UCLA has a cultural insensitivity problem.
Last week, the Afrikan Student Union released a list of demands to the administration after fallout from a photo of former Undergraduate Students Association Council President Danny Siegel flashing a gang sign.
The demands include calls for more resources from the administration, like an endowment for black students and a physical location for a Black Resource Center. In addition, they call for anti-discriminatory competence training, or mandatory sessions to help students, employees and university police better understand cultural contexts surrounding minority students’ issues.
It’s no secret the administration has a tendency to cleverly nudge its way out of these sorts of demands – especially considering several have been made before. But, like in 2015, this board urges UCLA to take black students’ concerns seriously and fulfill their demands – especially the calls for cultural sensitivity competence training.
Such training represents a concrete step toward improving a campus climate that has far too many racist incidents.
While this year may seem like a bad case of deja vu from last year’s “Kanye Western” incident, it’s far from the first time UCLA has struggled with cultural ignorance. And there’s a pattern among them.
Racist slurs appeared on a Latina student’s apartment door in 2012, and students demanded administrators take action to bring about a better campus climate. An investigative report exposed lack of administrative support for faculty members who face discrimination, and students demanded a better campus climate.
Two years later, black law students received hate mail, and students demanded a better campus climate. Last year, the “Kanye Western” incident spurred students to demand the university accomplish 10 objectives – many similar to the ASU’s current demands – to better support black students.
And that’s not even mentioning this year’s leaked photo.
Some of these incidents were clearly and purposefully hateful.

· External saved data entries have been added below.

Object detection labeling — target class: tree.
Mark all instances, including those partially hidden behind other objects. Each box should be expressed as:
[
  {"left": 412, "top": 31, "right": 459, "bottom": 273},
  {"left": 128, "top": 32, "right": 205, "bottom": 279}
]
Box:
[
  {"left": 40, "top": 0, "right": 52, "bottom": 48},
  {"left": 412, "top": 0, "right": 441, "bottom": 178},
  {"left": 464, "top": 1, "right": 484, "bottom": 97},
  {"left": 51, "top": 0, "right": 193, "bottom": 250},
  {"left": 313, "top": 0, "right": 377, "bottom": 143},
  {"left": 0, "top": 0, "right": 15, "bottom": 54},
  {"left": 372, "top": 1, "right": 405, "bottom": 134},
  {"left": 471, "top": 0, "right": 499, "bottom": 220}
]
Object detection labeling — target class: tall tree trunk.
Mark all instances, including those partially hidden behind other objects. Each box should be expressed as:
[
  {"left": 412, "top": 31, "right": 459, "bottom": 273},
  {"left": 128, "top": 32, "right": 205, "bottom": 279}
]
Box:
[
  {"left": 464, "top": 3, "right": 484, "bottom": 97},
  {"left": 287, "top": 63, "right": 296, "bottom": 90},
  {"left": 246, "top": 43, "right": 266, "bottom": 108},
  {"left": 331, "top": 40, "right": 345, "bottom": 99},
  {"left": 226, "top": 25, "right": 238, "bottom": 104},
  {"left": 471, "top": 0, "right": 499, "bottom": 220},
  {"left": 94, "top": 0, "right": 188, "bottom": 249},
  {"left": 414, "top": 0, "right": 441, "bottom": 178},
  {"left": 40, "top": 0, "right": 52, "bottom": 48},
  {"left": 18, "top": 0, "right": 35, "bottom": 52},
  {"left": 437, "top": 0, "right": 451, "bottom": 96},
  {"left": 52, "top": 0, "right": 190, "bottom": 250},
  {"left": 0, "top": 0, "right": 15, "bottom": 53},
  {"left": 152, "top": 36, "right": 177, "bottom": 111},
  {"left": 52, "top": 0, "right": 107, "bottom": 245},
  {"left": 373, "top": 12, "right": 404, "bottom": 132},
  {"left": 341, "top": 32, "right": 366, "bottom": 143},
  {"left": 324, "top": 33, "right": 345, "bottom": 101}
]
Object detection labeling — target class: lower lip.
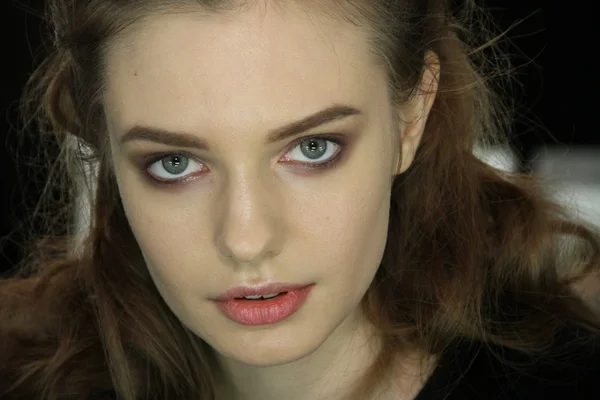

But many – namely the most recent two – came from cultural ignorance: the alleged use of blackface at the “Kanye Western” party, and the trivialization of gang violence in the leaked photo.
This is where mandatory cultural sensitivity training can have the greatest impact. Educating the entire UCLA community about various cultures, the struggles people of different backgrounds face and the common pitfalls for students who may do or say something insensitive will go a long way toward rectifying the campus climate that has failed students time and time again.
No one is expecting these training sessions to magically transform the campus climate. After all, it’s unrealistic to expect students to suddenly become culturally cognizant.
However, the methods of late haven’t been working. The administration has certainly made progress with the establishment and prominence of Vice Chancellor Jerry Kang’s Office of Equity, Diversity and Inclusion, but more must be done. Mandatory training directly confronts the reason for these almost-annual campus offenses: campus members’ cultural insensitivity.
And as minority and marginalized students have been saying for years, this campus could use less of it.